Paragraphs are the basic elements of the work. Many students define paragraphs based on their length: a paragraph is a group of at least five sentences, a half-page paragraph, and so on. In reality, what constitutes a paragraph is the unity and coherence of ideas between sentences. A paragraph is defined as a group of sentences or a single sentence that forms a unit (Lunsford, 2018).
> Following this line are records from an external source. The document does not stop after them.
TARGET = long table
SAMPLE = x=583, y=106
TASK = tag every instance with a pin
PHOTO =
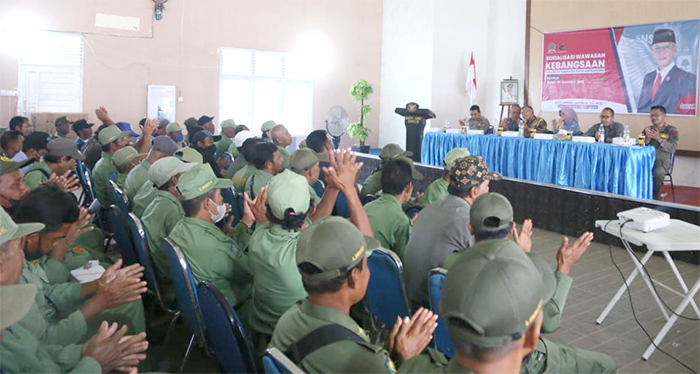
x=601, y=167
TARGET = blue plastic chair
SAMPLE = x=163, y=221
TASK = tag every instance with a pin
x=226, y=337
x=275, y=362
x=386, y=294
x=185, y=294
x=441, y=339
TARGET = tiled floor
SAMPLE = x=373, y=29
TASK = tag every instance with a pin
x=595, y=283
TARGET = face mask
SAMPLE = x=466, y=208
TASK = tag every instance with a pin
x=220, y=212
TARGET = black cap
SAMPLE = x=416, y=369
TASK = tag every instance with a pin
x=664, y=35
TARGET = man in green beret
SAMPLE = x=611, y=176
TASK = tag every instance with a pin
x=163, y=213
x=437, y=190
x=215, y=255
x=373, y=183
x=111, y=139
x=318, y=333
x=390, y=223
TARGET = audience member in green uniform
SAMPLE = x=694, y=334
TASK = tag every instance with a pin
x=163, y=213
x=373, y=183
x=318, y=333
x=437, y=190
x=111, y=139
x=162, y=146
x=268, y=162
x=59, y=161
x=390, y=224
x=215, y=255
x=281, y=137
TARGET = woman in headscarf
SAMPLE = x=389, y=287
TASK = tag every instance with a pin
x=568, y=120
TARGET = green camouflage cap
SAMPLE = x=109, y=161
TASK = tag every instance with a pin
x=167, y=167
x=60, y=147
x=188, y=154
x=173, y=127
x=416, y=174
x=125, y=155
x=288, y=190
x=199, y=180
x=7, y=165
x=111, y=133
x=268, y=125
x=453, y=155
x=10, y=230
x=491, y=212
x=15, y=301
x=332, y=245
x=392, y=151
x=470, y=171
x=227, y=123
x=492, y=294
x=303, y=159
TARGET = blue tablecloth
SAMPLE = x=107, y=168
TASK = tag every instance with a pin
x=601, y=167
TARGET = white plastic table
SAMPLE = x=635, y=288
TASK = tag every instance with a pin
x=678, y=236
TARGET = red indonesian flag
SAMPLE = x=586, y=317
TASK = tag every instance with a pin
x=471, y=78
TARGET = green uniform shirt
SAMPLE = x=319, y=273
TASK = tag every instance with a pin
x=38, y=174
x=143, y=198
x=255, y=182
x=391, y=226
x=241, y=177
x=216, y=257
x=277, y=283
x=436, y=191
x=136, y=178
x=159, y=219
x=103, y=172
x=22, y=353
x=345, y=356
x=372, y=185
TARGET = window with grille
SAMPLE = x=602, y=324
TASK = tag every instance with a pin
x=51, y=73
x=256, y=86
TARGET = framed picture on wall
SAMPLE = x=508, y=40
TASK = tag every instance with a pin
x=509, y=91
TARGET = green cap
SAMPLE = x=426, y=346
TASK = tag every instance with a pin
x=391, y=151
x=125, y=155
x=167, y=167
x=7, y=165
x=199, y=180
x=288, y=190
x=227, y=123
x=453, y=155
x=491, y=212
x=492, y=294
x=303, y=159
x=10, y=230
x=268, y=125
x=332, y=245
x=15, y=302
x=111, y=133
x=416, y=174
x=173, y=127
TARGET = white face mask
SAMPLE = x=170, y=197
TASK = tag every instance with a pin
x=220, y=212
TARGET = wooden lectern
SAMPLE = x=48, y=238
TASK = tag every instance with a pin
x=415, y=123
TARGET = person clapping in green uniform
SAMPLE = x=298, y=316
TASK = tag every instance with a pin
x=318, y=333
x=391, y=226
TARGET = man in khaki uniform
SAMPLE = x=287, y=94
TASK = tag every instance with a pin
x=162, y=214
x=437, y=190
x=391, y=226
x=162, y=146
x=318, y=333
x=111, y=139
x=373, y=183
x=215, y=255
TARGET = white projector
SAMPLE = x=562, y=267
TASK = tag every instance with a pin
x=644, y=219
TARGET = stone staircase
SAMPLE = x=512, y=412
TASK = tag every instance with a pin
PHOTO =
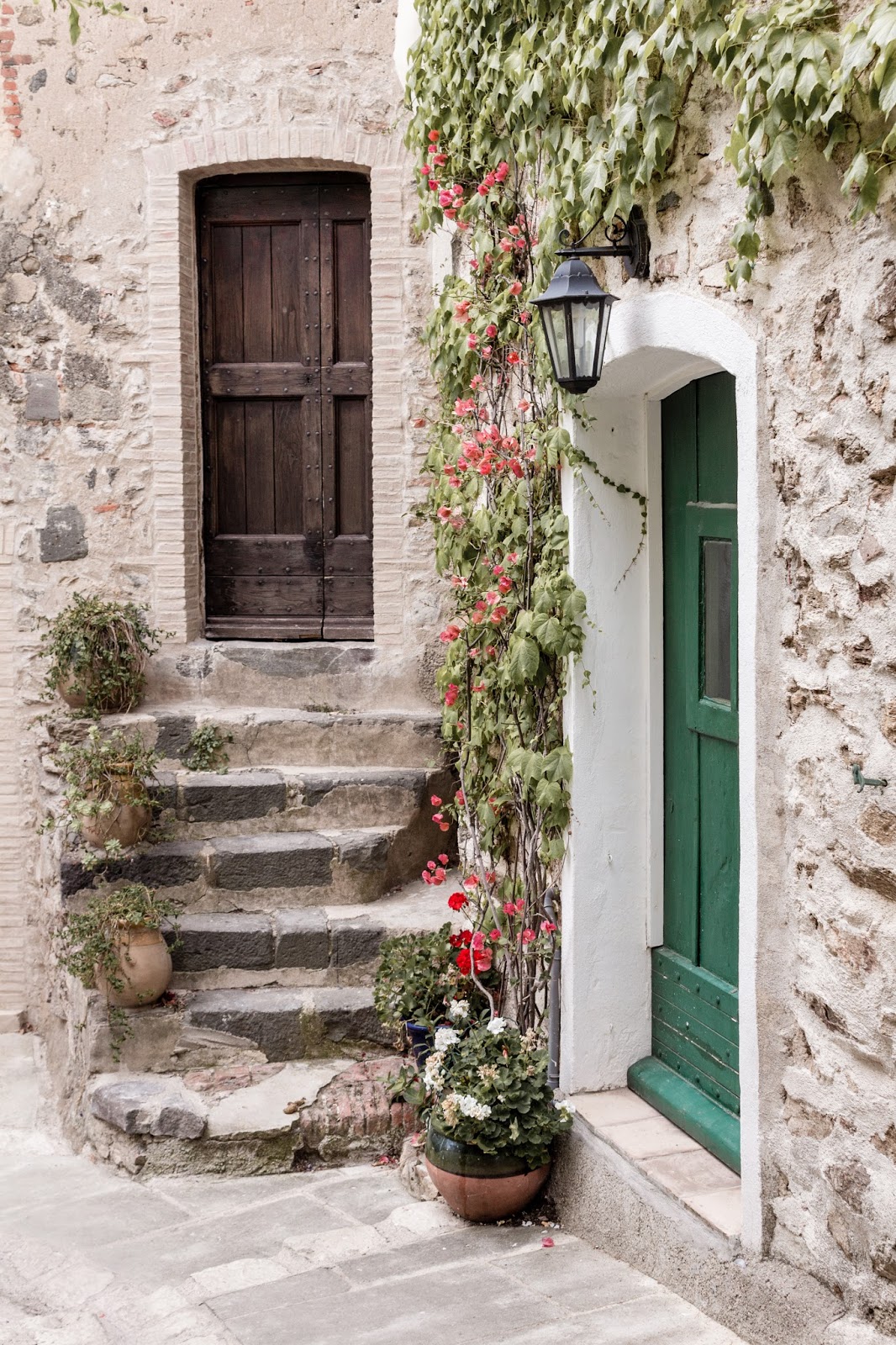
x=291, y=869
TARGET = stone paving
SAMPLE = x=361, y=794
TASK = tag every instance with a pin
x=319, y=1258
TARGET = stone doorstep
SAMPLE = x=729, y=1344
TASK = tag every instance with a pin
x=304, y=739
x=667, y=1156
x=329, y=1109
x=244, y=864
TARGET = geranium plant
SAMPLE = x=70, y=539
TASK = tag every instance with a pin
x=416, y=978
x=488, y=1089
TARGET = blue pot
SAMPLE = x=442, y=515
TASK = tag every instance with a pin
x=420, y=1042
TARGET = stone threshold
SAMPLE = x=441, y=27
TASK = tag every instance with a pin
x=667, y=1156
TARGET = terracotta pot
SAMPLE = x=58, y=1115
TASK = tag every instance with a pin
x=145, y=968
x=481, y=1187
x=127, y=822
x=74, y=699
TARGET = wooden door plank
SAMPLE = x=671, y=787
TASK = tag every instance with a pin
x=681, y=813
x=260, y=467
x=230, y=467
x=256, y=295
x=226, y=280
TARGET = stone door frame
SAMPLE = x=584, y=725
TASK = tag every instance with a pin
x=614, y=874
x=172, y=171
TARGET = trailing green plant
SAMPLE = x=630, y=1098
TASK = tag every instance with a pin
x=416, y=978
x=98, y=650
x=208, y=750
x=76, y=7
x=488, y=1087
x=591, y=98
x=89, y=942
x=100, y=775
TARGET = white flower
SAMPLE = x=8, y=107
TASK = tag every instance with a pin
x=470, y=1107
x=434, y=1076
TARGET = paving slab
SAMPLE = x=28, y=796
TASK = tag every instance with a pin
x=323, y=1258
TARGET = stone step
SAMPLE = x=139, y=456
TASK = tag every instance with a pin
x=208, y=804
x=284, y=737
x=306, y=674
x=268, y=872
x=326, y=946
x=212, y=1029
x=246, y=1118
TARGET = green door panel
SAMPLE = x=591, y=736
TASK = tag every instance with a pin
x=693, y=1073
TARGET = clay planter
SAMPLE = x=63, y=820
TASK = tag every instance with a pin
x=74, y=699
x=481, y=1187
x=127, y=822
x=145, y=966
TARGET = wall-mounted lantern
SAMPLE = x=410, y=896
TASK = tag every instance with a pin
x=575, y=309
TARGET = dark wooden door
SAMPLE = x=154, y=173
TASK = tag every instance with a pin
x=284, y=266
x=693, y=1071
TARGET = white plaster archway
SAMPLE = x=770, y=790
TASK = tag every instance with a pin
x=172, y=171
x=613, y=881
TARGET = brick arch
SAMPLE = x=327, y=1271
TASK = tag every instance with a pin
x=172, y=356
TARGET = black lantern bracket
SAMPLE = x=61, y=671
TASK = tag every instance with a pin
x=626, y=239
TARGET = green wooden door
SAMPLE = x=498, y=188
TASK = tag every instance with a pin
x=692, y=1075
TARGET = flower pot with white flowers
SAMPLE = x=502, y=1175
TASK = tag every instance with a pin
x=493, y=1118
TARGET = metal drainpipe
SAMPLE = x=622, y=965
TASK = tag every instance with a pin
x=553, y=1002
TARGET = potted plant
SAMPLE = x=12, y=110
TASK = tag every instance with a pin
x=414, y=981
x=116, y=945
x=493, y=1118
x=107, y=798
x=98, y=654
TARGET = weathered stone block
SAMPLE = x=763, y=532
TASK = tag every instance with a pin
x=42, y=401
x=230, y=798
x=356, y=941
x=363, y=851
x=302, y=939
x=64, y=537
x=224, y=941
x=150, y=1107
x=272, y=861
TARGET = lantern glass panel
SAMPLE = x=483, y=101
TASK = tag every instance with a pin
x=586, y=327
x=556, y=334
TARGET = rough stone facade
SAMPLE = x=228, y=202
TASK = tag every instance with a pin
x=82, y=502
x=100, y=479
x=822, y=311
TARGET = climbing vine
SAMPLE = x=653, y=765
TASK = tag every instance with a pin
x=593, y=94
x=529, y=116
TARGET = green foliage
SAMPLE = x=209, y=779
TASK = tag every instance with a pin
x=208, y=750
x=100, y=775
x=92, y=943
x=416, y=978
x=490, y=1089
x=589, y=96
x=98, y=650
x=77, y=6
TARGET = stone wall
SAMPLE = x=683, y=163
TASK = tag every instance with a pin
x=822, y=309
x=91, y=490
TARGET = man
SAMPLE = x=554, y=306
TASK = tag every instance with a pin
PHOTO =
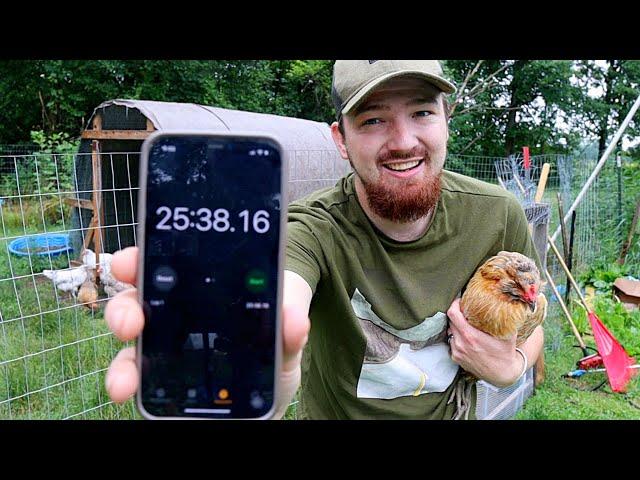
x=378, y=261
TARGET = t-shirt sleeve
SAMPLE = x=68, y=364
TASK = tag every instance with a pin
x=518, y=238
x=303, y=252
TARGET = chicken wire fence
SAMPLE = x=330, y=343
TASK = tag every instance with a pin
x=54, y=344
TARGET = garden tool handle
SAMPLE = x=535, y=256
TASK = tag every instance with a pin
x=566, y=270
x=566, y=312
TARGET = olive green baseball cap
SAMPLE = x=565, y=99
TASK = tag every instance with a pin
x=354, y=79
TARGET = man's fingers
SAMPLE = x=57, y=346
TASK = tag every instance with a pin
x=124, y=315
x=125, y=265
x=122, y=377
x=295, y=330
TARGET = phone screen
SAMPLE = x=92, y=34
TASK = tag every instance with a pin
x=211, y=271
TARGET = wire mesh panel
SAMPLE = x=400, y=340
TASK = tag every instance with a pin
x=54, y=344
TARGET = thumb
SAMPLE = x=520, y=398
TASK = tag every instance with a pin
x=295, y=331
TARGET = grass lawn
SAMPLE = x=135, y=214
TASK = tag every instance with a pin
x=54, y=353
x=573, y=398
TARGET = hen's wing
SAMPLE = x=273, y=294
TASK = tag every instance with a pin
x=533, y=320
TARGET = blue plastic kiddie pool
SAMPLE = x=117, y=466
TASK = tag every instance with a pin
x=49, y=244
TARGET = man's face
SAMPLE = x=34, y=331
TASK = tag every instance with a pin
x=396, y=141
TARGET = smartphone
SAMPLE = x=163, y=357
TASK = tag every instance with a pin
x=211, y=233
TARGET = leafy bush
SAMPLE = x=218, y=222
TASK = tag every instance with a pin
x=601, y=276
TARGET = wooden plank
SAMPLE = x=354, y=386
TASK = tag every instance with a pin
x=97, y=197
x=79, y=203
x=97, y=122
x=542, y=183
x=115, y=134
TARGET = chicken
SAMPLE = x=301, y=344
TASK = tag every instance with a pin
x=88, y=293
x=67, y=280
x=111, y=285
x=502, y=298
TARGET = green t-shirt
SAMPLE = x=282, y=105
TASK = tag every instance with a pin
x=378, y=315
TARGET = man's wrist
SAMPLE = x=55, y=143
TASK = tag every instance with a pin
x=522, y=362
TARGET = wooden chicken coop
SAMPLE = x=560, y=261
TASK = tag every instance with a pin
x=108, y=160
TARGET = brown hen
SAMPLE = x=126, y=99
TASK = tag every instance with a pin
x=502, y=298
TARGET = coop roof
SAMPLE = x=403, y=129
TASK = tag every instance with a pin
x=293, y=133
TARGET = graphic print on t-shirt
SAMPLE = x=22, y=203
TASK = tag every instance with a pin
x=399, y=363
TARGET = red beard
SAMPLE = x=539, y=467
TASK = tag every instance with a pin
x=403, y=206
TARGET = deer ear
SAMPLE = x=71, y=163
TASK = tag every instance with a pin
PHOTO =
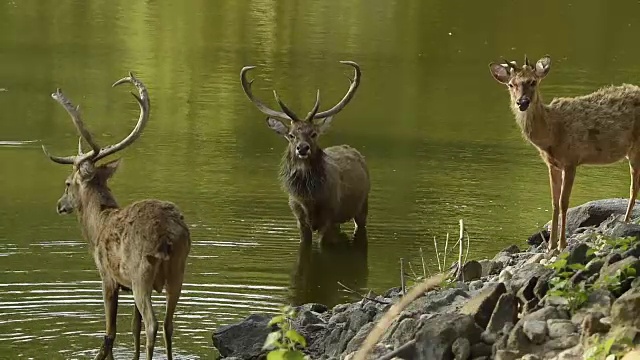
x=323, y=124
x=278, y=126
x=499, y=72
x=107, y=170
x=543, y=66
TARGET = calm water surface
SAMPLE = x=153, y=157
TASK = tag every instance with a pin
x=435, y=128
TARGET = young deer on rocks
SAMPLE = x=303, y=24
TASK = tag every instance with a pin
x=328, y=186
x=599, y=128
x=141, y=247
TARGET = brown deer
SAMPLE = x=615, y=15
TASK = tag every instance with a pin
x=141, y=247
x=599, y=128
x=328, y=186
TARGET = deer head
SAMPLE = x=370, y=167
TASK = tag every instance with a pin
x=86, y=175
x=522, y=82
x=302, y=134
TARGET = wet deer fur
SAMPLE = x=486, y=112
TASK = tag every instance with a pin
x=326, y=187
x=141, y=247
x=598, y=128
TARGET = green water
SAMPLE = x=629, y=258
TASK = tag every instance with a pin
x=434, y=126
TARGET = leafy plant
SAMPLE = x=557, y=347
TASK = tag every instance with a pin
x=612, y=348
x=562, y=286
x=285, y=343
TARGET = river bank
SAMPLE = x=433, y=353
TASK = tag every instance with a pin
x=521, y=304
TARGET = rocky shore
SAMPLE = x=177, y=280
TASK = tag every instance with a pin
x=522, y=304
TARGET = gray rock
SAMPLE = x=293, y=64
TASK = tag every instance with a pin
x=531, y=357
x=243, y=339
x=525, y=273
x=563, y=343
x=559, y=328
x=610, y=270
x=626, y=309
x=535, y=330
x=507, y=355
x=472, y=270
x=598, y=301
x=476, y=285
x=461, y=349
x=490, y=267
x=506, y=311
x=578, y=255
x=505, y=276
x=546, y=313
x=482, y=305
x=358, y=339
x=480, y=349
x=436, y=336
x=405, y=331
x=593, y=213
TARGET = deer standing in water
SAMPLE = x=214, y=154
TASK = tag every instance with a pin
x=327, y=186
x=141, y=247
x=599, y=128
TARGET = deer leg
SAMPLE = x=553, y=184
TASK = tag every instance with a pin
x=306, y=235
x=555, y=182
x=173, y=289
x=361, y=218
x=633, y=192
x=110, y=297
x=568, y=175
x=142, y=297
x=136, y=327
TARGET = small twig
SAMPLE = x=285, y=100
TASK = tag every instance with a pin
x=363, y=296
x=435, y=243
x=424, y=267
x=466, y=255
x=461, y=241
x=383, y=324
x=406, y=347
x=444, y=260
x=404, y=291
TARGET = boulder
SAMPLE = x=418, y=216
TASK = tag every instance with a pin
x=243, y=339
x=436, y=336
x=482, y=305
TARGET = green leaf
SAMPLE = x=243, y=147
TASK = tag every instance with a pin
x=295, y=337
x=294, y=355
x=275, y=320
x=608, y=344
x=272, y=340
x=277, y=354
x=576, y=266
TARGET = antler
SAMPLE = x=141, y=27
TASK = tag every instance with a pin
x=314, y=114
x=96, y=152
x=345, y=100
x=246, y=86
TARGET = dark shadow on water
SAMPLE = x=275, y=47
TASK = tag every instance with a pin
x=319, y=268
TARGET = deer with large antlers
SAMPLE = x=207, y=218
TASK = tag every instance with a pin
x=141, y=247
x=326, y=187
x=599, y=128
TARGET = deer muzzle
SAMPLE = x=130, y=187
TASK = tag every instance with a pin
x=62, y=208
x=302, y=150
x=523, y=103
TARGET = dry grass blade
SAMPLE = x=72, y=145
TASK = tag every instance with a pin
x=382, y=325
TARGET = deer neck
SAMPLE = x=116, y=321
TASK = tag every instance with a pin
x=304, y=178
x=534, y=122
x=96, y=203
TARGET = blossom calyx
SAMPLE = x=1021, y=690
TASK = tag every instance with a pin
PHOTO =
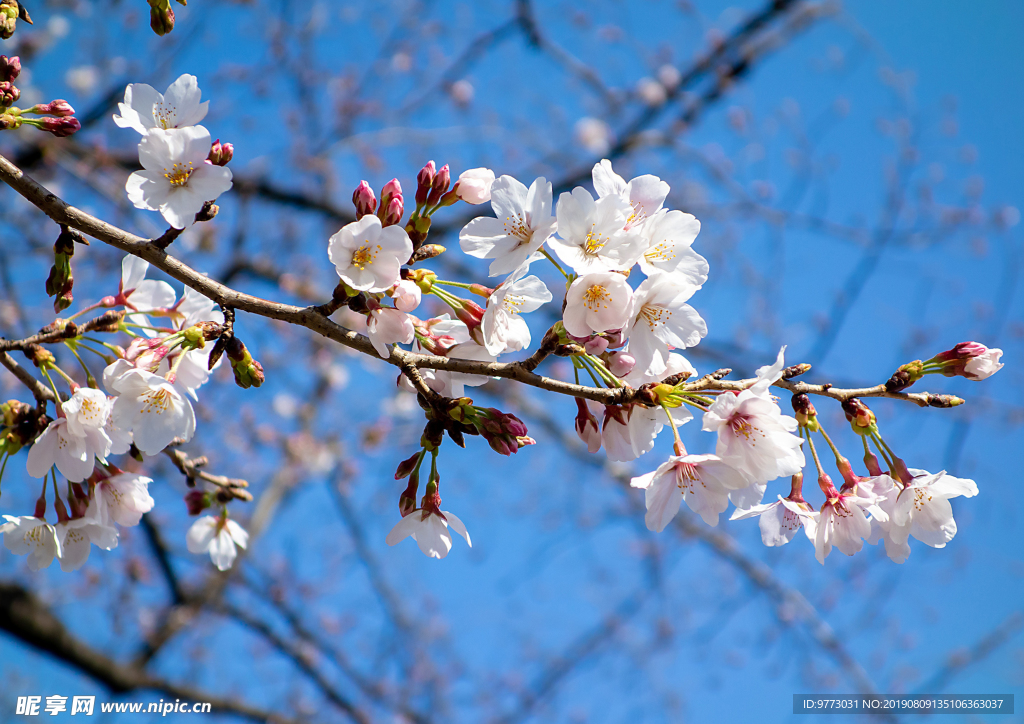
x=161, y=16
x=861, y=419
x=198, y=501
x=806, y=415
x=248, y=372
x=10, y=68
x=424, y=181
x=905, y=376
x=440, y=185
x=971, y=359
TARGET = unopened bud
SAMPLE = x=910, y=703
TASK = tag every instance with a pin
x=407, y=467
x=198, y=501
x=621, y=364
x=220, y=154
x=161, y=16
x=10, y=68
x=860, y=418
x=391, y=189
x=248, y=372
x=364, y=200
x=57, y=108
x=905, y=376
x=393, y=213
x=60, y=127
x=440, y=185
x=424, y=180
x=805, y=412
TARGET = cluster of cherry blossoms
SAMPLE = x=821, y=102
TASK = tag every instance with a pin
x=147, y=406
x=182, y=168
x=56, y=117
x=624, y=336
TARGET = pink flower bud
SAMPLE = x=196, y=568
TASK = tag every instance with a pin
x=621, y=364
x=596, y=345
x=393, y=213
x=391, y=189
x=197, y=501
x=57, y=108
x=10, y=68
x=440, y=185
x=220, y=154
x=474, y=185
x=60, y=127
x=424, y=179
x=971, y=359
x=364, y=200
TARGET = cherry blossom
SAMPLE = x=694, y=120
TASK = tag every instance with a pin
x=780, y=520
x=369, y=256
x=387, y=326
x=660, y=320
x=923, y=510
x=123, y=499
x=430, y=528
x=152, y=408
x=668, y=237
x=219, y=537
x=645, y=195
x=523, y=223
x=843, y=521
x=473, y=185
x=32, y=536
x=503, y=327
x=702, y=480
x=144, y=109
x=592, y=235
x=597, y=302
x=77, y=537
x=175, y=178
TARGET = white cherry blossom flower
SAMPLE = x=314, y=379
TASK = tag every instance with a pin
x=152, y=408
x=702, y=480
x=592, y=235
x=660, y=320
x=123, y=499
x=175, y=178
x=386, y=326
x=33, y=537
x=473, y=185
x=145, y=109
x=843, y=521
x=597, y=302
x=923, y=510
x=430, y=529
x=645, y=195
x=523, y=223
x=629, y=430
x=219, y=537
x=369, y=256
x=754, y=436
x=668, y=236
x=780, y=520
x=57, y=445
x=504, y=329
x=77, y=537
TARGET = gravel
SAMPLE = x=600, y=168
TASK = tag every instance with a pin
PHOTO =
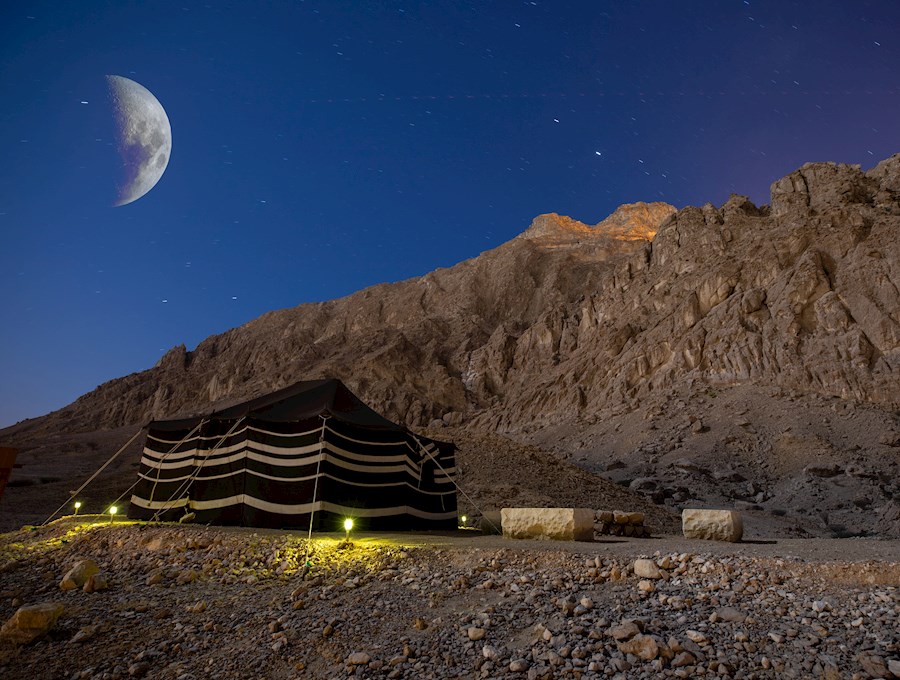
x=196, y=602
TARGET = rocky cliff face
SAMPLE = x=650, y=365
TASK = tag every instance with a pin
x=568, y=320
x=562, y=335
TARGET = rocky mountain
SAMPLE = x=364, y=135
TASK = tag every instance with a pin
x=711, y=353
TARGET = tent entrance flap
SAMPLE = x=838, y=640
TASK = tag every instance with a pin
x=308, y=457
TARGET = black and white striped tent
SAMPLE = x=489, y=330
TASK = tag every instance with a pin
x=312, y=450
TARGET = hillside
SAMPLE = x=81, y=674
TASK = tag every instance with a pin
x=708, y=354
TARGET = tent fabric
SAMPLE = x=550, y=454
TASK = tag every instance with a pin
x=314, y=447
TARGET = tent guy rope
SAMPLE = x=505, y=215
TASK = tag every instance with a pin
x=93, y=476
x=186, y=484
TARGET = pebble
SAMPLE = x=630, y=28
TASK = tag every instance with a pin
x=205, y=602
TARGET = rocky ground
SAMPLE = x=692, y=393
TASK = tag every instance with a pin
x=197, y=602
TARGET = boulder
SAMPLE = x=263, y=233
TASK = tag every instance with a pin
x=96, y=582
x=561, y=524
x=712, y=525
x=644, y=568
x=78, y=575
x=31, y=623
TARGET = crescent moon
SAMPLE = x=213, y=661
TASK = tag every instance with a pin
x=144, y=137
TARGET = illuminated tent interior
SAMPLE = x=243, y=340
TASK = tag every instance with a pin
x=312, y=451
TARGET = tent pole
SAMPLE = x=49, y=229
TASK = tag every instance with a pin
x=312, y=512
x=93, y=476
x=186, y=484
x=171, y=451
x=453, y=479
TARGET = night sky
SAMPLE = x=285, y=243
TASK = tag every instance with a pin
x=320, y=147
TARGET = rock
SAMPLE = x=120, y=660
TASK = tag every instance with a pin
x=683, y=659
x=563, y=524
x=84, y=634
x=823, y=470
x=625, y=630
x=78, y=575
x=626, y=518
x=644, y=568
x=890, y=438
x=894, y=667
x=713, y=525
x=31, y=622
x=490, y=522
x=139, y=669
x=873, y=664
x=96, y=582
x=489, y=652
x=730, y=614
x=644, y=647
La longitud y la apariencia no determinan si una sección de un documento es un párrafo. For example, in some writing styles, especially journalistic, a paragraph may have a single sentence. In short, a paragraph is a phrase or group of phrases that support a main idea.

How do I decide what to put in a paragraph?

Before you begin to determine what the composition of a particular paragraph will be, you must first decide on an argument and a working thesis statement for your work. What is the most important idea you want to convey to the reader? The information in each paragraph should be related to that idea. In other words, your paragraphs should remind your reader that there is a recurring relationship between your thesis and the information in each paragraph. A working thesis functions as a seed from which your work and ideas will grow. The whole process is organic: a natural progression from the seed to a complete article in which there are direct and familiar relationships between all the ideas in the article.

The decision about what to put in your paragraphs begins with the germination of a seed of ideas; this "germination process" is better known as brainstorming. There are many brainstorming techniques; whichever one you choose, this phase of paragraph development cannot be skipped. Building paragraphs can be like building a skyscraper: there must be a well-planned foundation that supports what you're building. Any crack, inconsistency or other alteration of the foundation can cause all the work to fall apart.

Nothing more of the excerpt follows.